He told of being in a prison cell, of reading classical philosophy and Scripture, of a profound change in his heart as he came to understand the true meaning of God in his life. He spoke of grace and forgiveness.

After Tarrants finished his speech, he asked for questions. Chassin hesitated. Then he stood.

“It’s hard facing you,” he told Tarrants.

Chassin recounted the story of how Tarrants had grabbed him by the throat at school, cursed him, called him “a kike” and swore, “If I ever see you again, … I’ll kill you.”

A few others in the audience were worried, at first, what Chassin might do—getting even after all these years for the long-simmering aggression.

As Chassin’s voice got stronger, he grew calmer. As he spoke, he saw a look of pain on Tarrants’ face. McCrummen, watching, said he saw Tarrants “almost crumble. It was so obvious, the remorse of the memory.”

Chassin recalled how a few weeks earlier, sitting in synagogue on Yom Kippur, the Day of Atonement, he had heard the voice of God.

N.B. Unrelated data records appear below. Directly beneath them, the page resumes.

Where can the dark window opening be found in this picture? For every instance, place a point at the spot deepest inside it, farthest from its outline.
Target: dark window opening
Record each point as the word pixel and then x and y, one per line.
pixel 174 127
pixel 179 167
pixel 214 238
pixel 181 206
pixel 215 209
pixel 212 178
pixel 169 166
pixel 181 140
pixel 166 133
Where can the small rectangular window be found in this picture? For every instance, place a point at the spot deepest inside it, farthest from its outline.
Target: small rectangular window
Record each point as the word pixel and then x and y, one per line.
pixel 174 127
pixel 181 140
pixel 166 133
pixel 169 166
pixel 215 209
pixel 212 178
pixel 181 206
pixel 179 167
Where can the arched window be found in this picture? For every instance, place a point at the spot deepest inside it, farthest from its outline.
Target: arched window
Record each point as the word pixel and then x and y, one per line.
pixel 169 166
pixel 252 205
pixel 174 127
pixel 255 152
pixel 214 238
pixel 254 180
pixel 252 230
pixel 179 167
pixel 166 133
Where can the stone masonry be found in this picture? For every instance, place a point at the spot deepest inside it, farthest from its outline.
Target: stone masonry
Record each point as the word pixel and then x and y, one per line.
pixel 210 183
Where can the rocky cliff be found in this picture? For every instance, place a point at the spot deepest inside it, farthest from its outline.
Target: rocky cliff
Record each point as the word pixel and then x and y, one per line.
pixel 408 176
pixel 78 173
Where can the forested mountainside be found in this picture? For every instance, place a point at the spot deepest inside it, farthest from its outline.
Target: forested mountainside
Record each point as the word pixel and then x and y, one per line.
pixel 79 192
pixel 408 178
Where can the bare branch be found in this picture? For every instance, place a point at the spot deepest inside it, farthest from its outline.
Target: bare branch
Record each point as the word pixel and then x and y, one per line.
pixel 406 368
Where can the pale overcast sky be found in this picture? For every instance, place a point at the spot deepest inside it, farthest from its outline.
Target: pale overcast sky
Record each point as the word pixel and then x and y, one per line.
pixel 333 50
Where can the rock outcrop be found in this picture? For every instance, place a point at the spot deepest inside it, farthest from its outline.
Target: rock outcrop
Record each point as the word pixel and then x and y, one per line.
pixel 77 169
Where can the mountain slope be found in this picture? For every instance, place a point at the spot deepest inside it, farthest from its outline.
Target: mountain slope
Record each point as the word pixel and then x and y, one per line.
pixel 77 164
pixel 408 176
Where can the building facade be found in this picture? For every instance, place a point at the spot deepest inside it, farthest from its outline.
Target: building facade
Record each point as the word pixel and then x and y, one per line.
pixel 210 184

“God told me: ‘You have to forgive him for what he did to you. And then, for all the hatred and disgust you felt toward him, you have to ask Tommy to forgive you.’” Chassin said, his voicing breaking.

The hall fell silent. Quietly, Tarrants answered: “I appreciate you being so gracious and forgiving. I’m very grateful, Stan, for your having the courage to come and share your forgiveness.”

Chassin walked forward and held out his hand to shake. The two men embraced. Chassin was weeping.

Tarrants, who had never had anyone approach him from his past like this, felt anguished to know of the pain he had inflicted on Chassin all these years. He wondered who else from his past might still be carrying old wounds, who else he must still reconcile with.

McCrummen returned to the podium, tears in his eyes at the extraordinary event he had just witnessed.

“In the fullness of your love, you give us a heart and a mind, to recognize this,” McCrummen prayed. “Thank you for seeing us and hearing us and not giving up on us.”

Chassin said his life has been changed.

And Tarrants said the encounter “‘raises questions that may lead to a new phase” in his own life, “a new journey.” What more can he do to combat racism and anti-Semitism? “Where will this lead me?” he asked.

Several weeks later, Chassin returned to his old high school to walk the grounds and recall the encounter that “joined our lives.” He, too, spoke of reconciliation, of God’s presence, of “a new phase of my life.”

Then he turned a corner on an alley and spotted a swastika spray-painted on a wall. For a moment, Chassin is taken aback.

“It makes me so sad,” he said.

He realized what lies ahead for him. His mission now, like that of Tarrants, is to further education about hatred and about forgiveness.

“The ignorance,” he said, “never goes away.”